Statements

SURREALIST WORK

    My surreal landscapes are taken from scenes in everyday life that have a quality that is strange or otherworldly.  For a number of first wave surrealist painters, emptiness was a significant feature in the art.  De Chirico and Dali both drew heavily from scenes expressing existential void.  I think that surrealism is more than a genre of art, it is a condition of existence.  There are moments when one becomes aware of the strangeness of life, and this is an experience of surrealism. 
    My work focuses on the altered landscape and cultural emptiness.  I take photographs that are the basis for the paintings.  These go through a digitization process to reduce the visual information in a scene.  I choose dead malls, places left behind, blank billboards and stealth towers for my subjects.  The colors in my work are pushed to reference memory, emotional states, climate change, nuclear reality and artificial life.  Rather than inventing surrealistic scenes in an illustrative way, I paint scenes from real life that already appear surreal.

ABSTRACT WORK

    I am inventing a new form of abstract painting that is based on real life material objects.  My work expands the definition of abstraction beyond ideas in the imagination.  I have discovered abstract visual language in tangible phenomena that has nothing to do with minimal, geometric or abstract expressionist art forms.  The work reflects my ongoing interest in various forms of patterning. 
    My paintings are derived from CNC router cutting boards which are called “spoil boards.”  The MDF boards are castaways from commercial and industrial projects.  Grids, curvilinear lines, and all manner of shapes are inscribed on the boards through robotics which creates a bas relief surface.  I do not program any designs into the boards.  The design matrix on a board is created purely by chance and it has associations with the “automatic drawing” of the Surrealists.  I call this matrix “Robot Pollock.”
    My method is to present the boards as they are with a minimum of artistic interpretation.  I forego a painterly approach in favor of flooding techniques and the use of rollers.  The works are a result of me partnering with robotics and chance to create a new kind of abstract painting.

CEMENT WORKS

    In 1990 I began making my first cement paintings.  To the best of my knowledge, I am one of the first American painters to use cement as a medium for painting.  I discovered automobile valve bodies in a junkyard in LA and was fascinated by the abstract visual language they contained.  My experience with construction further drew me into painting with cement.  Indian petroglyphs inspired me to explore artwork done in bas relief.  Cement paintings led me to do public art projects with GFRC (glass fiber reinforced concrete). 
    In 2008 I created 13 precast cement panels for the Tri Cities Cancer Center in Kennewick, Washington.  In 2013 I completed an 8’ by 18’ GFRC cement mural for the University of New Mexico in Los Alamos which also included fused glass elements. 
    The smaller works which I call tablets are part of my continuing quest to make abstract art from real life material objects.  They are made by pressing mechanical automobile components into cement.  The impression functions somewhat like a contemporary fossil, an artifact of our age.  They suggest off world sites, architecture, and cuneiform writing.  Engineers who created valve bodies for reasons of form and function may or may not have recognized the aesthetic appeal of their creations.

AMERICAN ODDITIES

    My current series of work is titled “American Oddities” and centers on unusual roadside attractions mostly from the Heartland of America.
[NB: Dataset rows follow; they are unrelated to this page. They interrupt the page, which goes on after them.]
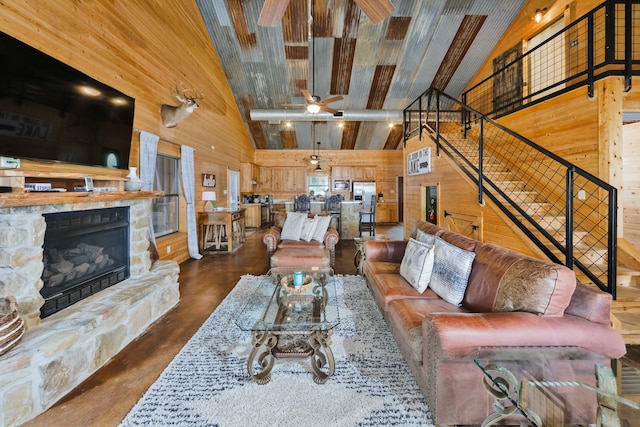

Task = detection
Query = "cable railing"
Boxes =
[405,88,617,298]
[404,0,640,299]
[461,0,640,119]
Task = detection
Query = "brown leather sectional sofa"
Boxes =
[262,212,340,268]
[364,221,626,425]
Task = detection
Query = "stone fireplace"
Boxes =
[40,206,129,318]
[0,196,180,425]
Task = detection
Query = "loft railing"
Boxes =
[405,88,617,299]
[461,0,640,119]
[404,0,640,299]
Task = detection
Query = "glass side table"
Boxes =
[473,347,640,427]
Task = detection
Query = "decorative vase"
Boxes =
[124,166,144,191]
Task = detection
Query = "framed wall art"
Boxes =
[202,173,216,187]
[407,147,431,175]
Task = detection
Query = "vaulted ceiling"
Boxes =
[197,0,525,150]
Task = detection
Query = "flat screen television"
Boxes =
[0,32,135,169]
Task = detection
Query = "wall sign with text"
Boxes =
[407,147,431,175]
[202,173,216,187]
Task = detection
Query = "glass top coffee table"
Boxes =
[236,268,340,384]
[474,347,640,427]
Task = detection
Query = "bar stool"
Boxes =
[358,196,376,236]
[202,221,227,250]
[324,195,342,234]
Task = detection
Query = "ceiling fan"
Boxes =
[258,0,394,27]
[282,89,344,114]
[309,141,331,170]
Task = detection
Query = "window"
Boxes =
[152,154,179,237]
[307,175,329,197]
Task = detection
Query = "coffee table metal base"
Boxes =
[247,329,335,384]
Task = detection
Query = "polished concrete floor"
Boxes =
[24,225,640,427]
[24,225,403,427]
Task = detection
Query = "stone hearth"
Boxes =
[0,198,180,425]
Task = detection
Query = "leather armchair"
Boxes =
[262,212,340,268]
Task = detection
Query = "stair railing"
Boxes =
[404,88,617,299]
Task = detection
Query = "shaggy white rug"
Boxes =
[121,276,433,427]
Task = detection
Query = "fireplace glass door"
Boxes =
[40,207,129,318]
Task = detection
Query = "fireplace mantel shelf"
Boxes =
[0,191,164,208]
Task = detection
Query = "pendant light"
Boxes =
[307,0,320,114]
[314,141,322,172]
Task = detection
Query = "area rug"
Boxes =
[121,275,433,427]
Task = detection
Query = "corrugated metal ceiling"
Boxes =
[196,0,524,150]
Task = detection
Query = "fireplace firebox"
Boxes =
[40,207,129,318]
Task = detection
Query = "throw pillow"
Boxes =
[280,212,307,240]
[429,237,476,306]
[400,238,434,293]
[300,216,318,242]
[493,258,575,316]
[313,215,331,243]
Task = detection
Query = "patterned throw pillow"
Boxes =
[400,238,434,293]
[429,237,476,306]
[493,258,575,315]
[300,216,318,242]
[313,215,331,243]
[280,212,307,240]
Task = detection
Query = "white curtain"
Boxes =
[180,145,202,259]
[140,131,160,246]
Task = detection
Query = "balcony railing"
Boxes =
[405,88,617,298]
[461,0,640,119]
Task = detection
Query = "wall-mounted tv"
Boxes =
[0,32,135,169]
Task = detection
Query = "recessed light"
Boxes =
[78,86,102,96]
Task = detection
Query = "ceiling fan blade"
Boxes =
[318,104,338,114]
[355,0,394,24]
[301,89,316,104]
[320,95,344,104]
[258,0,289,27]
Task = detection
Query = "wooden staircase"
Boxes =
[441,127,640,345]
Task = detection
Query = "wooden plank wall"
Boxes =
[403,137,540,258]
[0,0,254,262]
[254,150,403,202]
[619,122,640,248]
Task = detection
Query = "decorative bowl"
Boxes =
[124,179,144,191]
[280,274,313,294]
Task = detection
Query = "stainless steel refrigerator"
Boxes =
[352,181,378,203]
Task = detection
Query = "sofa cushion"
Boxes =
[367,273,440,311]
[300,217,318,242]
[364,261,400,277]
[280,212,307,240]
[278,240,324,250]
[271,247,331,269]
[400,236,435,293]
[312,215,331,242]
[429,237,476,306]
[387,298,466,361]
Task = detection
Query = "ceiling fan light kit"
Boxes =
[307,104,320,114]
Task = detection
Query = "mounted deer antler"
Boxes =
[160,83,204,128]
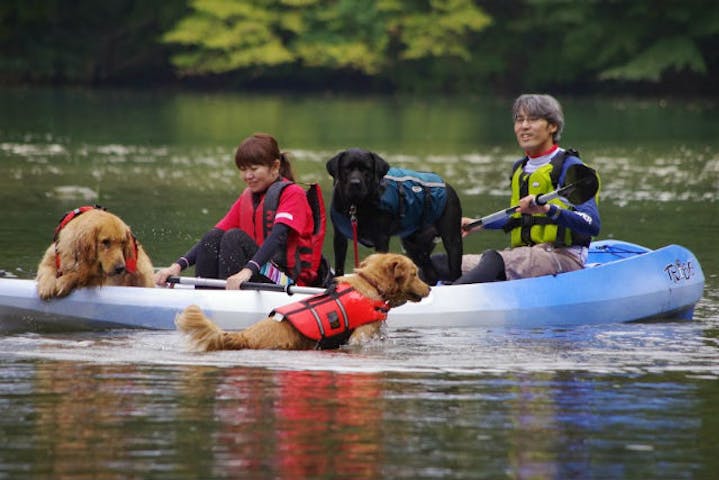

The paintings I create are based on photographs, many of which I take myself. I do not create scenes from the imagination but paint scenes from real life that already appear surreal, my work is about “Everyday Surrealism.” To me these subjects show the offbeat, quirky, playful and inventive side of the American spirit. Subjects such as the World’s largest rocking chair, the giant strawberry, Cornhenge, Carhenge, Wall Drug and the World’s largest ball of twine show a creative ingenuity that is uniquely American. My work celebrates the roadside attractions and natural phenomena that bring pleasure to everyday life.